Thanks, you lot! It's interesting to see the varieties of food people choose. And now I feel hopelessly boring and ultra-traditional. It's general consensus in this house that Christmas Dinner is the same every year and that's that. We don't eat this type of meal other times of the year. The leftovers are used for different dishes at a later date. The lamp over our dining table is a 100+-years-old chandelier inherited from my great-grandfather. I've had this very dinner underneath that lamp together with my great-grandfather several times when I was a child, and I think it's nice to feel the ties to my ancestors through food.
"I think it's nice to feel the ties to my ancestors through food." It would be nice, but since both of us come from a long line of very poor cooks, what we would feel is gastrointestinal distress!
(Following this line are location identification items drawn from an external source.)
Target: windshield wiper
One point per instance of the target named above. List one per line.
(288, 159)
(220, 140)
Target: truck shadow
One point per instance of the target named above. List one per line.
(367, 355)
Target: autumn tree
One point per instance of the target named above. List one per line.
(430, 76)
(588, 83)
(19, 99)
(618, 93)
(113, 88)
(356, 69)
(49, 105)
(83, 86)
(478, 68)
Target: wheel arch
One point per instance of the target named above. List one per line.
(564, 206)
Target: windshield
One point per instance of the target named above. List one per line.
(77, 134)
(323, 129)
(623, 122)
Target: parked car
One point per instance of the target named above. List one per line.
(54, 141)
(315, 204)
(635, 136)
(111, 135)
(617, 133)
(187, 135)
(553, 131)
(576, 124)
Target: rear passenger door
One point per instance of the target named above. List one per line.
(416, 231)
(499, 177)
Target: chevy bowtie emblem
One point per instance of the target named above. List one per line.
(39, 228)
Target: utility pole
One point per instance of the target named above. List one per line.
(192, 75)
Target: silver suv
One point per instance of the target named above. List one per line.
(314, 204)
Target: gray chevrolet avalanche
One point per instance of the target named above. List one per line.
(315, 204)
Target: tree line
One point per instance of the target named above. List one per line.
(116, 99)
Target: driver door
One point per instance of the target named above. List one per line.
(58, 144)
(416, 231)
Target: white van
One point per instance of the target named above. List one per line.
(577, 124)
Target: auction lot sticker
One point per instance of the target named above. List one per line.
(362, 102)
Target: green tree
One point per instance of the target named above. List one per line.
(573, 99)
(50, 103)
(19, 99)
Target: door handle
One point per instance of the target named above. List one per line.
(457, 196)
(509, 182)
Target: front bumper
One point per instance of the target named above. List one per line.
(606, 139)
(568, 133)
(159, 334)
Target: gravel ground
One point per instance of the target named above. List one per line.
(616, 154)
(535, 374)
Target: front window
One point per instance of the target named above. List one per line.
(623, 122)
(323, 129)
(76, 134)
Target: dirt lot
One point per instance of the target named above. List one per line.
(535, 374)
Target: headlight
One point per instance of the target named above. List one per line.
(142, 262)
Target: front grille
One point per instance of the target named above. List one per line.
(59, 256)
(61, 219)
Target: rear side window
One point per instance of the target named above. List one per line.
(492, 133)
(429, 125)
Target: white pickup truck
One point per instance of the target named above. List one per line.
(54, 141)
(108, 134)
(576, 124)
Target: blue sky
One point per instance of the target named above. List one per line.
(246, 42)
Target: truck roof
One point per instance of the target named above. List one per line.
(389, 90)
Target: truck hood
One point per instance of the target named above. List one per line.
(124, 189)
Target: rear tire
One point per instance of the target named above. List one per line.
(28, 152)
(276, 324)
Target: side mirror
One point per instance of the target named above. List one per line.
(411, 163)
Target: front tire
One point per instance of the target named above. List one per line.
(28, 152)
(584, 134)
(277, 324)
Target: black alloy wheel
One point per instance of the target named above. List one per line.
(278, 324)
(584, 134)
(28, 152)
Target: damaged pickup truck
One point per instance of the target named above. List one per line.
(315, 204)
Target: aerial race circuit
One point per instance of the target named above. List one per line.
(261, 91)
Hahaha! Oh, dear me, @marlingardener , that comment made my day! Both our maternal grandmothers were great cooks. Our parents, not so much, but they did what their parents had done, and it turned out fine. I'm a hopeless case in the kitchen. The last time I tried to bake bread my husband ordered 200 of them because he thought we might use a new brick wall in the garden. He still lives. But my husband is a very good cook, and he likes to so I very generously let him.
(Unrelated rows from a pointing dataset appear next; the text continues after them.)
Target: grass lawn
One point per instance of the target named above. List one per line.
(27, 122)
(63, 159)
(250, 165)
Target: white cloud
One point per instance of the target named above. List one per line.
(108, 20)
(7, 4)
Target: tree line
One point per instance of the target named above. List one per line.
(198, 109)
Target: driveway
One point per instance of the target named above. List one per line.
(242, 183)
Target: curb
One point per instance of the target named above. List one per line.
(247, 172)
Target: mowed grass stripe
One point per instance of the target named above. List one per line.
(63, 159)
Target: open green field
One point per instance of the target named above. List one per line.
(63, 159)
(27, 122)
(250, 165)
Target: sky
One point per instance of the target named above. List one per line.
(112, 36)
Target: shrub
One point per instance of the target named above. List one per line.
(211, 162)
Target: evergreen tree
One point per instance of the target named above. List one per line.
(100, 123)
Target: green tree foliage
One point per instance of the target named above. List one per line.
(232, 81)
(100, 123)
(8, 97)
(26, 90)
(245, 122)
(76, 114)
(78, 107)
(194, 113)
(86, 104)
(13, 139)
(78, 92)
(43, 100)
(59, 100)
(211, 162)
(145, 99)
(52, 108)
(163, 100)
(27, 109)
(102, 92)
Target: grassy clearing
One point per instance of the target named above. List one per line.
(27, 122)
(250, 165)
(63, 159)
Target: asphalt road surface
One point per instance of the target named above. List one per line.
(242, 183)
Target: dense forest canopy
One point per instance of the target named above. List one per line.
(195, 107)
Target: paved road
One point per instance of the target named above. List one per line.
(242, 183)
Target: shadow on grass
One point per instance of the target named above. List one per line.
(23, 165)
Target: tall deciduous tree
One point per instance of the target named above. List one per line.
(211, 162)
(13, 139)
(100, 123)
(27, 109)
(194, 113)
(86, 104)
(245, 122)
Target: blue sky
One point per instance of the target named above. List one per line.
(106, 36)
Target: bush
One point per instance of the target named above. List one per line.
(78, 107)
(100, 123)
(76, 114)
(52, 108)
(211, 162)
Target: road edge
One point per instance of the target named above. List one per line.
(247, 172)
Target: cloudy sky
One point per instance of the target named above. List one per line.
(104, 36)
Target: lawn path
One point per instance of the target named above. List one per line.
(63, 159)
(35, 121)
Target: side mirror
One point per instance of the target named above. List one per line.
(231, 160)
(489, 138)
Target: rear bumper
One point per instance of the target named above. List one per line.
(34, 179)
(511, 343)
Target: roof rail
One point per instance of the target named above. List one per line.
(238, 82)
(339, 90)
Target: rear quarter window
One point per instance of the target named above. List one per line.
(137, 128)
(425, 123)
I have a cheeky remark ready Droopy, but I won’t go there. But why would you cook when you have a man that cooks like a three- star Michelin chef.
We always have roast turkey with sage and onion stuffing.pigs in blankets, that's a pork sausage with a rasher of bacon wrapped around it and roasted. Roast potatoes, roast parsnips, peas, sprouts, cabbage and gravy. Pudding is Christmas pudding and cranberry sauce with whipped cream. Traditionally it would be brandy butter or a brandy sauce but that's too strong for me. It used to be called plum pudding but nothing to do with plums, it would be the dried fruit. For tea used to have turkey sandwiches and later some double chocolate gateaux but having sandwiches was getting too much so we just have the gateaux with cranberry sauce and whipped cream. Not forgetting the sparkling wine. When I'm doing the dinner I have 2 babyshams, it's only 6% volume but because I'm not used to it, it goes straight to my head.
I'm picturing your dinner in my mind, and it seems delicious. Plum pudding is a bit too sweet for my taste, so thankful that's not a traditional dessert here.
Thanks Droopy, the Christmas pudding isn't that sweet, not a lot of added sugar and with all the sherry that I put in afterwards it's just right. Not everyone has the Christmas pudding or a turkey. Still got the Christmas cake to start in the new year.
Welcome to the forum, I see that you signed on today. Please explain what "X"D" is--I don't understand. It would also be helpful to know what country you are in, and what region of that country. Since this is a gardening forum there are so many regions, climates, and soil types that giving advice from one area to another may or may not be relevant. I'm in central Texas and refrain from giving garden advice to someone in Alaska!